OK, so there is definitely something behind all this. And the device I'm using has been flashed a year ago or so! Maybe even more. And still working. Maybe I haven't reached the point of problem you describe neither. And maybe with various electricity cut or whatever it resets itself properly.

So I guess this would require a bit of investigation @josesimoes and @AdrianSoundy any idea how we could test that properly?

josesimoes commented 2 years ago

I still haven't looked into this. Just downloaded the output from IDF and the thing that caught my attention was the TG1WDT_SYS_RESET there. From the looks of it, it seems that the sleep and wake up are happening correctly (that can be seen from the DEEPSLEEP_RESET). What is messing things up seems to be something in the processing of the application. To be investigated...

AdrianSoundy commented 2 years ago

There shouldn't be any TG1WDT_SYS_RESET being seen. I think originally this was disabled, This may not be the case now with IDF 4 builds. Will have to check. Task running too long before yielding, which is difficult to control with nanoCLR.

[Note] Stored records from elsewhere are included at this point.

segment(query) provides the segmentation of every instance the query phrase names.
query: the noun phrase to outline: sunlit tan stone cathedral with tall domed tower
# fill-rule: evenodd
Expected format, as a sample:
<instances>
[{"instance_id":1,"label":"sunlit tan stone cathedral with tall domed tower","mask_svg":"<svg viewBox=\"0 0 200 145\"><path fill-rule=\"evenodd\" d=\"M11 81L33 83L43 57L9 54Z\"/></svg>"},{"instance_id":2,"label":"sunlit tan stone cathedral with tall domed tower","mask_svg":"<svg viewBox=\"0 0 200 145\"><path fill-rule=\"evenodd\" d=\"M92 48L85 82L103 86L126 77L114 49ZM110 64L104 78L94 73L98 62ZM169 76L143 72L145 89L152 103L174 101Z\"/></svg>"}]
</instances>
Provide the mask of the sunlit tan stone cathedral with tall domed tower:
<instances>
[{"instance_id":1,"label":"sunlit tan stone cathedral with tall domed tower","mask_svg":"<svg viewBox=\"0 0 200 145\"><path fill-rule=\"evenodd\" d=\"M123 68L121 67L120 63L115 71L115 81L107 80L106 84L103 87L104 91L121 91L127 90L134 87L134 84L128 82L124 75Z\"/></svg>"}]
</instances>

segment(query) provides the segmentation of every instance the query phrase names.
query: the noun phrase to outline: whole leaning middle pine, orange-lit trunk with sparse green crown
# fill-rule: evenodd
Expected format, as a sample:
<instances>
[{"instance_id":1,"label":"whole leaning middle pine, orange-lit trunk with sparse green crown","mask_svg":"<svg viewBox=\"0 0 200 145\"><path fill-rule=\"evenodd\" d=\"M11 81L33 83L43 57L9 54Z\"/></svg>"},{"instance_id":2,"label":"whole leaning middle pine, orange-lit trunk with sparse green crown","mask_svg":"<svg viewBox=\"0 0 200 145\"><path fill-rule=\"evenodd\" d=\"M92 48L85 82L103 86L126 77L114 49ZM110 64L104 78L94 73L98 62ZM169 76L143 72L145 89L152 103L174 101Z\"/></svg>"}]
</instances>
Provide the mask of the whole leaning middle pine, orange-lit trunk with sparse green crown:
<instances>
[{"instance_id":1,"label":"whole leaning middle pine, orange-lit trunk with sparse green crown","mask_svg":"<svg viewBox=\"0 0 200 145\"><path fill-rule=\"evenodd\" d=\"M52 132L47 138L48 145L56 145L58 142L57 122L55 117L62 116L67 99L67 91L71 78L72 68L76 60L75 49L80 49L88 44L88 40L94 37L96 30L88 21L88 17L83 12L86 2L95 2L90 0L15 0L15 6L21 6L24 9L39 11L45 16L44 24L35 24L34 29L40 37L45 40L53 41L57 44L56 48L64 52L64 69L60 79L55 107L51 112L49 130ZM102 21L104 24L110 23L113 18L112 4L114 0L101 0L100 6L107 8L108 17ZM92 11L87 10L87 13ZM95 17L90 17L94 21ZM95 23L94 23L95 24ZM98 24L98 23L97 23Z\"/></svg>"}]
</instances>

Also check that the power supply is good as that can cause random watch dog issues.

KiwiBryn commented 1 year ago

Is it possible that this got was sorted as a side effect of another fix?

I had a device which had been running for a week and it hadn't stopped. It was sitting on window sill then cleaner turned solar panel over when dusting so battery went flat...

I'm going to shift it out to window sill in garage where no one will touch it.

@KiwiBryn

josesimoes commented 1 year ago

Yes. Or maybe it was fixed upstream as we had a couple of bumps in IDF versions since you've reported this.

(these are the best sort of issues: they solve themselves 😅)

Waiting on your confirmation.

KiwiBryn commented 1 year ago

My test application has been running for a month doing an HTTP POST then DeepSleep for 6 minutes.

It looks like the issue has been sorted by some other fix/update.

Will leave running for another month just to double check

@KiwiBryn

josesimoes commented 1 year ago

@KiwiBryn nice! Thanks for the feedback and help on keeping the issue list tidy. 😉